O selo personalizado é uma peça filatélica produzida pelos Correios, com o qual as pessoas interessadas, físicas ou jurídicas, têm a oportunidade de personalizar suas correspondências, tornando-as um veículo difusor de suas imagens, mensagens e marcas representativas.

O SELO

A peça, que marca os 130 anos de Tanabi, é composta por duas partes: na primeira, a bandeira nacional tremulando ao vento compõe o plano secundário e emoldura o mapa do Brasil, preenchido pelas flores do ipê amarelo – árvore-símbolo nacional.

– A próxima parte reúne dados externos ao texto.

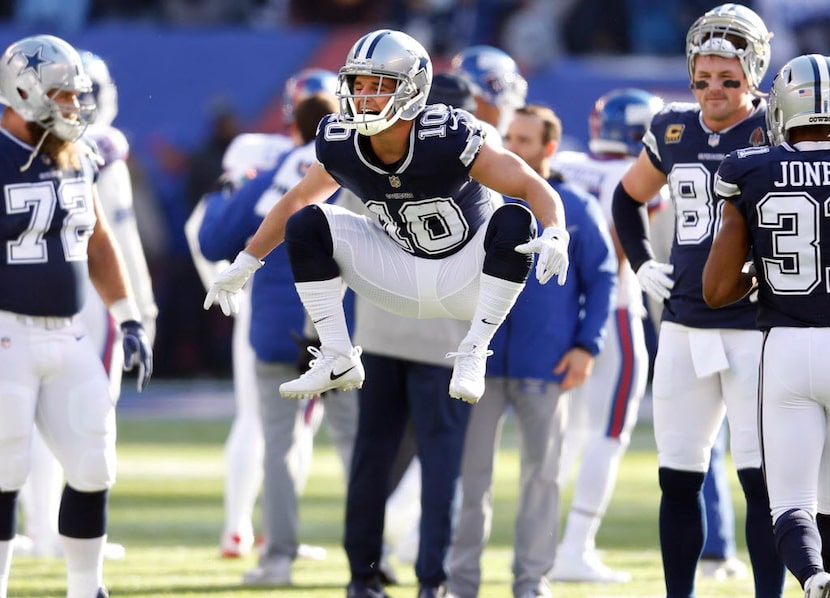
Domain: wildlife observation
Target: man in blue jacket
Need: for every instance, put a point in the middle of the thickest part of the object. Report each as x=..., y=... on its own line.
x=545, y=347
x=277, y=317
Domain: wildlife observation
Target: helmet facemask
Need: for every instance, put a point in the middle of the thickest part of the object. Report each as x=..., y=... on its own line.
x=33, y=72
x=800, y=96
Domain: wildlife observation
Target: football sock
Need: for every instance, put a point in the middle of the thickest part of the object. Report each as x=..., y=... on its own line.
x=495, y=299
x=5, y=566
x=767, y=568
x=682, y=529
x=799, y=544
x=323, y=300
x=593, y=489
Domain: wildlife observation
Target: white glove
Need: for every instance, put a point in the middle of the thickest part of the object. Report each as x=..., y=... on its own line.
x=552, y=247
x=225, y=288
x=655, y=279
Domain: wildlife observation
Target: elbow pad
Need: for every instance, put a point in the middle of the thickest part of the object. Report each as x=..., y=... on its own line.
x=631, y=223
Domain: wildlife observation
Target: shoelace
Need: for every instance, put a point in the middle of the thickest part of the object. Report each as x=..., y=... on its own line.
x=319, y=356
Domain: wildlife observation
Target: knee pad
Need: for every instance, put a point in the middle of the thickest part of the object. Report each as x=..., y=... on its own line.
x=94, y=471
x=83, y=514
x=510, y=225
x=754, y=486
x=309, y=245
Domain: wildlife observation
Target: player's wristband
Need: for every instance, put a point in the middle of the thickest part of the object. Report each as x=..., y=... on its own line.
x=631, y=224
x=124, y=310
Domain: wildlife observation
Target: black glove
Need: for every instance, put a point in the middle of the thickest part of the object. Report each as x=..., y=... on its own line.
x=304, y=357
x=137, y=351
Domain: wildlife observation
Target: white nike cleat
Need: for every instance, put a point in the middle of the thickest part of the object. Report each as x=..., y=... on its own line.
x=329, y=370
x=467, y=382
x=586, y=567
x=818, y=586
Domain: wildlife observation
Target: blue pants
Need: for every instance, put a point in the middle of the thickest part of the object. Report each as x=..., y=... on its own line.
x=394, y=391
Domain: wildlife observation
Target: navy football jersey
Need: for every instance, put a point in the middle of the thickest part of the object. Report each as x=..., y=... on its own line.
x=46, y=219
x=682, y=147
x=784, y=194
x=427, y=202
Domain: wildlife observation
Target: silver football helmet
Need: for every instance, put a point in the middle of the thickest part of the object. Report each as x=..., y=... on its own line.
x=800, y=96
x=731, y=31
x=104, y=91
x=32, y=71
x=387, y=54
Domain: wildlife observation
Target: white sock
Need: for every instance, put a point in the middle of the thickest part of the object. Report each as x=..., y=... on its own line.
x=84, y=565
x=496, y=297
x=323, y=300
x=5, y=566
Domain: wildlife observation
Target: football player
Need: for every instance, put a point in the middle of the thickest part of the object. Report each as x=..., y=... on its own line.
x=707, y=360
x=55, y=237
x=775, y=205
x=40, y=496
x=434, y=247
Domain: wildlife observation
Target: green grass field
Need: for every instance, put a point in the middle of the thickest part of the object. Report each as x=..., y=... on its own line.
x=167, y=510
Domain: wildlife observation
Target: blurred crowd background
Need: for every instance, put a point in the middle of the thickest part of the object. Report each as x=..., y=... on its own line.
x=192, y=74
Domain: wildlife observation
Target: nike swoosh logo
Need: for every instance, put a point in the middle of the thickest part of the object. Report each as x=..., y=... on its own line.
x=334, y=376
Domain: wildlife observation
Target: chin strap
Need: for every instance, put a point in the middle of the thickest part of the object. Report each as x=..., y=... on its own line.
x=31, y=159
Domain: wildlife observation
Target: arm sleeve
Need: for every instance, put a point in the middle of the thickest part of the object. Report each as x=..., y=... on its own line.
x=229, y=221
x=631, y=224
x=596, y=261
x=115, y=190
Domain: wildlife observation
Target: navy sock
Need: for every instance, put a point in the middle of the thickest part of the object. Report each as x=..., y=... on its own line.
x=682, y=529
x=799, y=544
x=767, y=567
x=83, y=514
x=509, y=226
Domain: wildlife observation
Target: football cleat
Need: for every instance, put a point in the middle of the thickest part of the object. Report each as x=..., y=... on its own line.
x=467, y=382
x=818, y=586
x=329, y=370
x=586, y=567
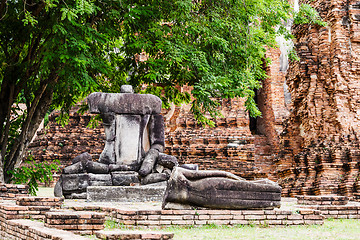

Na segunda parte, o selo estampa uma foto noturna do Parque Ecoturístico Jamil Salomão. Na parte superior, do lado esquerdo, a bandeira do município. Completam o conjunto visual os dizeres: Tanabi – São Paulo – Brasil – 1882 – 2012 – 130 anos.

selotanabi

Foram produzidos 1.212 selos personalizados, os quais serão utilizados nas postagens de correspondências da prefeitura.

O CARIMBO

O carimbo comemorativo, de autoria do design Everaldo Machado, apresenta ao centro e nas laterais, a imagem de uma borboleta, origem do nome da cidade Tanabi (tupi), significa Rio das Borboletas, apesar de não existir nenhum rio perto da cidade. Acima, 1882 – 2012, em alusão aos 130 anos comemorados. Abaixo, 130 anos. Ao redor, em círculo, os dizeres: ANIVERSÁRIO DE TANABI Correios – Tanabi – SP – 11.7 a 9.8.2012 (referente ao período de circulação do carimbo).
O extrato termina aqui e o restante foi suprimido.